I checked matplotlib API, for scatter plot, it accepts multiple ys, and multiple colors for each y column, but the default bokeh backend does not support this. Thus I tried pn.extension(backend='matplotlib')
in line 5, but it causes other issues and I was stuck there.
Hi @ahuang11 , I found an example to assign colors for two lines separately by bokeh,
from bokeh.layouts import column
from bokeh.models import ColorPicker
from bokeh.plotting import figure, show
plot = figure(x_range=(0, 1), y_range=(0, 1), width=350, height=350)

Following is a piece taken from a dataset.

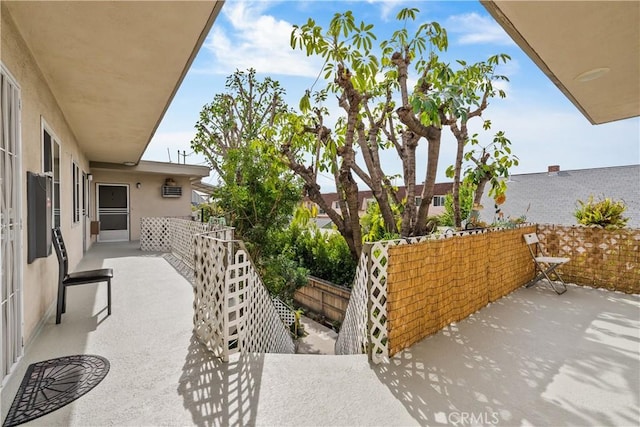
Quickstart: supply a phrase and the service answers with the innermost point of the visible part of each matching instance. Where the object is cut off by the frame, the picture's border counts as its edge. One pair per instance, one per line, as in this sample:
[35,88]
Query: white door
[113,212]
[10,225]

line1 = plot.line(x=(0,1), y=(0,1), color="red", line_width=4)
line2 = plot.line(x=(0,1), y=(1.5, 0.5), color="green", line_width=4)

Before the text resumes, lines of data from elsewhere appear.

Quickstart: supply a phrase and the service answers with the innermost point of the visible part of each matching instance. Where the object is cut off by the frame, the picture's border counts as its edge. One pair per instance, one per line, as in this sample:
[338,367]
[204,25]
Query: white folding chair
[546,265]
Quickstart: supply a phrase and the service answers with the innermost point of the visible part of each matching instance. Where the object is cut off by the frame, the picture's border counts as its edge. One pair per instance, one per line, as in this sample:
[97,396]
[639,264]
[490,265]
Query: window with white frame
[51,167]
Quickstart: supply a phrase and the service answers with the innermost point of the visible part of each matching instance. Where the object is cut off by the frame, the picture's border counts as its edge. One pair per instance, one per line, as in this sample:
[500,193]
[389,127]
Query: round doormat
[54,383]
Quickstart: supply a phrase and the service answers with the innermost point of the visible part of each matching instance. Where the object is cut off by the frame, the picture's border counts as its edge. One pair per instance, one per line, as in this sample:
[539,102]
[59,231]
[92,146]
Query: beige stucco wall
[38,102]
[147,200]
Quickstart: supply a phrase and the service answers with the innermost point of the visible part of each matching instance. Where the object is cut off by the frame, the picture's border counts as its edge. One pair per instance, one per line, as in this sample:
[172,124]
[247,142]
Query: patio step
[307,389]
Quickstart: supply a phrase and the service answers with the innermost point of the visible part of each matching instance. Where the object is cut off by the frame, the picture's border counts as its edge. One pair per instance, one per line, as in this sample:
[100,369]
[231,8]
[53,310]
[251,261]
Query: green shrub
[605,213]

picker1 = ColorPicker(title="Line Color1")
picker1.js_link('color', line1.glyph, 'line_color')
picker2 = ColorPicker(title="Line Color2")
picker2.js_link('color', line2.glyph, 'line_color')

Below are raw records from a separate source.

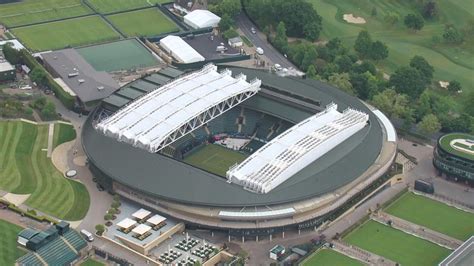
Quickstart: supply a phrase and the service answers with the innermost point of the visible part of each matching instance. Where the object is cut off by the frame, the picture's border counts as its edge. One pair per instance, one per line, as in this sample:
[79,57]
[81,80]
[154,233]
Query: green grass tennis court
[119,55]
[25,169]
[396,245]
[9,253]
[327,257]
[109,6]
[146,22]
[34,11]
[66,33]
[434,215]
[214,158]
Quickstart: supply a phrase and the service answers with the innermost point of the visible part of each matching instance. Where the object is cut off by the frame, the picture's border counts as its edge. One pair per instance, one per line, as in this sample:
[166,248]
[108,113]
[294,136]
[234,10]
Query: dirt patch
[349,18]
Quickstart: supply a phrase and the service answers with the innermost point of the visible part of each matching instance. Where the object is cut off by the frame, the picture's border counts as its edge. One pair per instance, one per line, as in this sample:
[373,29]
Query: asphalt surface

show(column(plot, picker1, picker2))
That is the thing I want, I wonder whether it is possible by Panel.
By the way, for scatter plot:
from bokeh.layouts import column, row
from bokeh.models import ColorPicker
from bokeh.plotting import figure, show
plot = figure(x_range=(0, 1), y_range=(0, 1), width=350, height=350)
s1 = plot.scatter(x=(0,1), y=(0,1), color="red")
s2 = plot.scatter(x=(0,1), y=(1.5, 0.5), color="green")
picker1 = ColorPicker(title="scatter Color1", color='#ea3323')
print(picker1)
picker1.js_link('color', s1.glyph, 'fill_color')
picker2 = ColorPicker(title="scatter Color2", color='#377e22')
print(picker2)
picker2.js_link('color', s2.glyph, 'fill_color')
show(row(column(picker1, picker2), plot))
Yes it’s possible to; just multiply them to have them on the same subplot.
import pandas as pd
import numpy as np
import hvplot.pandas
import panel as pn
# pn.extension(backend='matplotlib')
y1s = np.random.random(10)
y2s = np.random.random(10)
xs = np.arange(10)
test_data = pd.DataFrame(
{'xs':xs, 'y1s':y1s, 'y2s':y2s}
)
y1_color = pn.widgets.ColorPicker(name='y1', value='#ff0000')
y2_color = pn.widgets.ColorPicker(name='y2', value='#ff0000')
pn.Column(
pn.Row(y1_color, y2_color),
test_data.hvplot.scatter(x='xs', y='y1s').apply.opts(color=y1_color) * test_data.hvplot.scatter(x='xs', y='y2s').apply.opts(color=y2_color)
)
Great, thanks for your code, I was about to give up hvplot by simply call bokeh or plotly instead, but you gave me a reason to explore more details about this tool.
1 Like
Great to hear! FYI, hvplot is simply an extension of holoviews; that means you can use holoviews functions/methods/techniques on hvplot too!